Les représentations de la Grande salle cessèrent; d’ailleurs à côté de ce qui se disait en chaire sur Henri et son gouvernement, ou de ce qui s’imprimait contre lui, les satires théâtrales de la Basoche eussent paru bien pâles. Dans ces temps d’effervescence et de passions violentes recourant très vite aux épées et aux arquebuses, les représentations eussent facilement fait naître des bagarres et des tueries.
Le roi de France par un simple édit supprima son confrère le roi de la Basoche; cela passa plus facilement que plus tard la suppression du duc de Guise. A partir de ce temps le royaume de la Basoche subsista, mais sans monarque, comme une sorte de république gouvernée par un simple chancelier.
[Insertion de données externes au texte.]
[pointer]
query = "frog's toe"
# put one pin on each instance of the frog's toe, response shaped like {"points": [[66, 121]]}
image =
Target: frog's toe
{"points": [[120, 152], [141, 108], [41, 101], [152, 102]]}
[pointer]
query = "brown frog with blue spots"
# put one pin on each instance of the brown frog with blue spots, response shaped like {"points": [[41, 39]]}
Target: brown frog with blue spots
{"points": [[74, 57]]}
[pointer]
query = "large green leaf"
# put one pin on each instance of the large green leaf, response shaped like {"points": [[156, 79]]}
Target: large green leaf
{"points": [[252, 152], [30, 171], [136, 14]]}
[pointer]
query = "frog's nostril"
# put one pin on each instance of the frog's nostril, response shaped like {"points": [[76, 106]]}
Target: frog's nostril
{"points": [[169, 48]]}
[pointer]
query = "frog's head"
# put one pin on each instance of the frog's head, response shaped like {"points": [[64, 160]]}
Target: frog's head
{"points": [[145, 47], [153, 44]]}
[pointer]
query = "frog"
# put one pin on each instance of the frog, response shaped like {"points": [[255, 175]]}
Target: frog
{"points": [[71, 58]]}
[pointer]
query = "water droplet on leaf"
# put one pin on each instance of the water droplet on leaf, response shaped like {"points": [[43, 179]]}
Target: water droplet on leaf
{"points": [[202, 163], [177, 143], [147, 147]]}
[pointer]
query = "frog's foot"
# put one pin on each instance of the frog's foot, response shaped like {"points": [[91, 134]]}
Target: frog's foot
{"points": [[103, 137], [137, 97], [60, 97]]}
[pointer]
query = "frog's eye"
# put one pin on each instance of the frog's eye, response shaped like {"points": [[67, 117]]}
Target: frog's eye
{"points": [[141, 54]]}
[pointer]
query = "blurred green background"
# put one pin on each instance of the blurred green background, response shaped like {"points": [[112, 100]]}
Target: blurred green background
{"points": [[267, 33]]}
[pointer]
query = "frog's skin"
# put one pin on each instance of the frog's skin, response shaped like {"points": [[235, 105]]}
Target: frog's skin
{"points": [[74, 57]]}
La décadence commençait, la montre générale fut supprimée également. Seule la Basoche du Châtelet conserva la coutume de la cavalcade corporative de la montre, qu’elle continua à faire à cheval et en grands costumes jusqu’à la Révolution.
L’institution de la Basoche du Palais, attaquée à la tête, voyait ainsi se perdre tous ses us et coutumes. Il n’y avait plus lieu de reprendre les vieux divertissements dramatiques, le théâtre régulier était né alors, avec les comédiens de métier remplaçant les anciens confrères de la Passion, à l’hôtel de Bourgogne et ailleurs.
Des anciennes traditions de la Basoche il ne restait plus, à l’entrée du XVIIe siècle, que la plantation du May et le plaidoyer de la cause grasse. Ce plaidoyer hérita de la faveur générale, et ce fut là seulement désormais que la verve des enfants de la chicane, leur penchant aux joyeusetés satiriques purent se donner carrière. Ce fut la soupape de sûreté laissée par les graves parlementaires à la gaieté de la population jeune et remuante du Palais.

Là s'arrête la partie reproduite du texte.